Former Greek Catholic parish church. st. George

In Jurowce you can see a wooden Greek-Catholic tserkva of St. George, built in 1873. After 1947 it was acquired for the needs of Roman Catholics.

Oriented towards the east, the three-part building is a post and beam structure (which is rare in our tserkvas). The sacristy is on the southern, and the founder’s chapel is on the northern side of the chancel. The nave features transept chapels with semi-hexagonal walls. Each part of the structure is covered with a dome raised on an octagonal tholobate with a false roof lantern. The roof is covered with sheet metal, and the outer walls are clad with vertical wood boards.

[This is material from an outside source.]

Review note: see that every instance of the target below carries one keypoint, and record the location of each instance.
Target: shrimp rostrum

Inside there are flat octagonal dome ceilings, while the sacristy and the founder’s chapel feature false ceilings. The entrances from the nave to the chapels have decorative framings. In the chancel there are portals leading to the sacristy and the chapel; these feature small columns on the sides and decorative cornice at the top. The wall paintings are as old as the building itself. In the dome you can see the celestial sphere and a Catholic image of God the Father. There are no relics of the iconostasis. The side altar with icons of Christ Pantocrator and Christ on the Cross dates from the 1800s.

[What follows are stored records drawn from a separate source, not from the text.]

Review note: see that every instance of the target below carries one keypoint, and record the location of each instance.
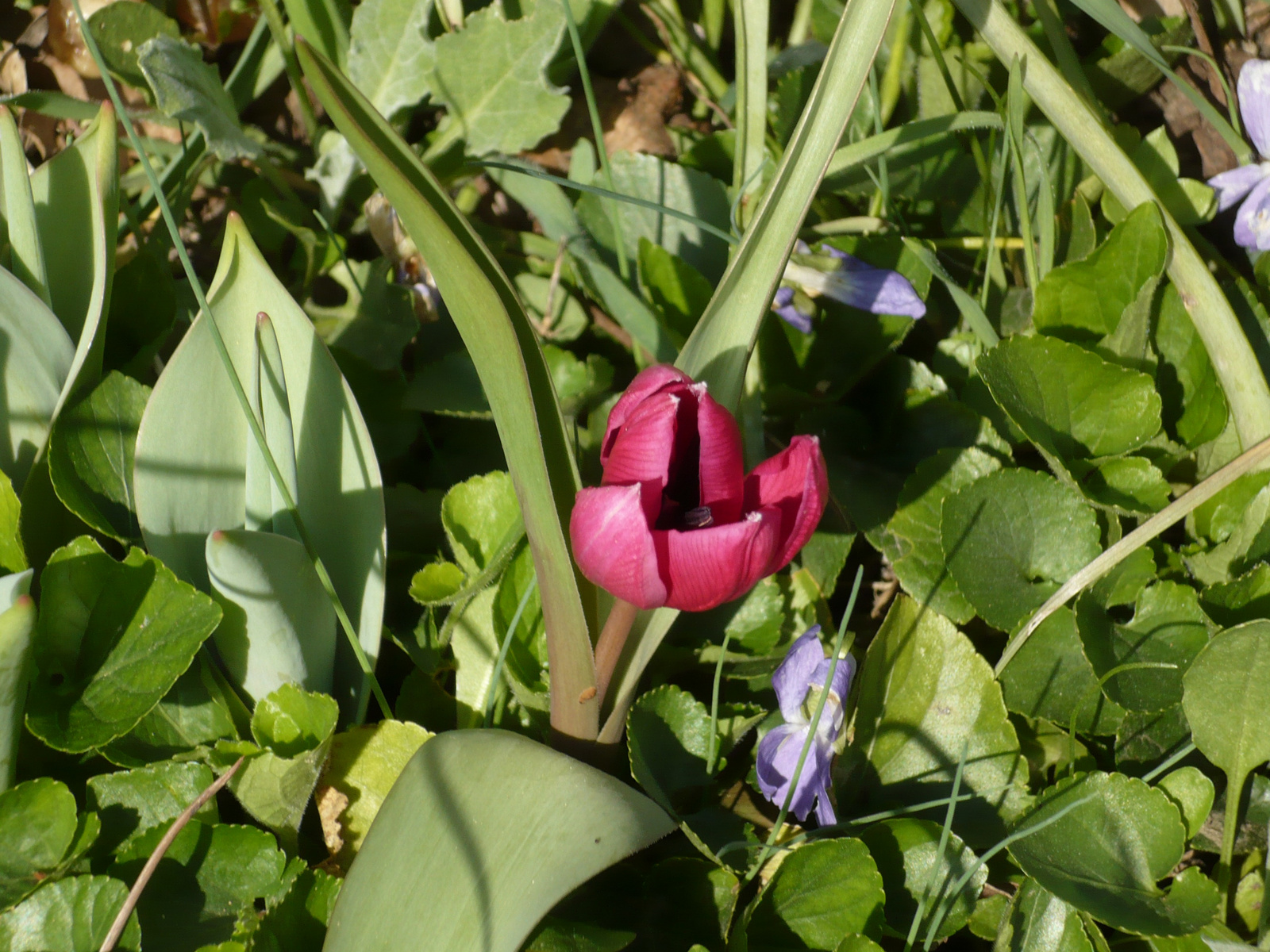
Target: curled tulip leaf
(37, 361)
(76, 200)
(25, 253)
(192, 448)
(279, 624)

Next to the tserkva we can see a Classicist zvonnitsa-type bell tower from 1905. The brick structure comprises two stories and three domes. The smallest bell carries the date 1670. Adjoining the tower, the sculpted statue of St. Andrew is contemporary to the belfry. On the other side of the road there is a lovely, neo-Classicist manor house from the 19th century, owned by the Słonecki family. The complex comprises an old landscaped park with a pond.

Towering over the village there is a wide spreading hill called Wrocień. According to a legend, its name is associated with a hermit, a physician and a healer once living on its slope.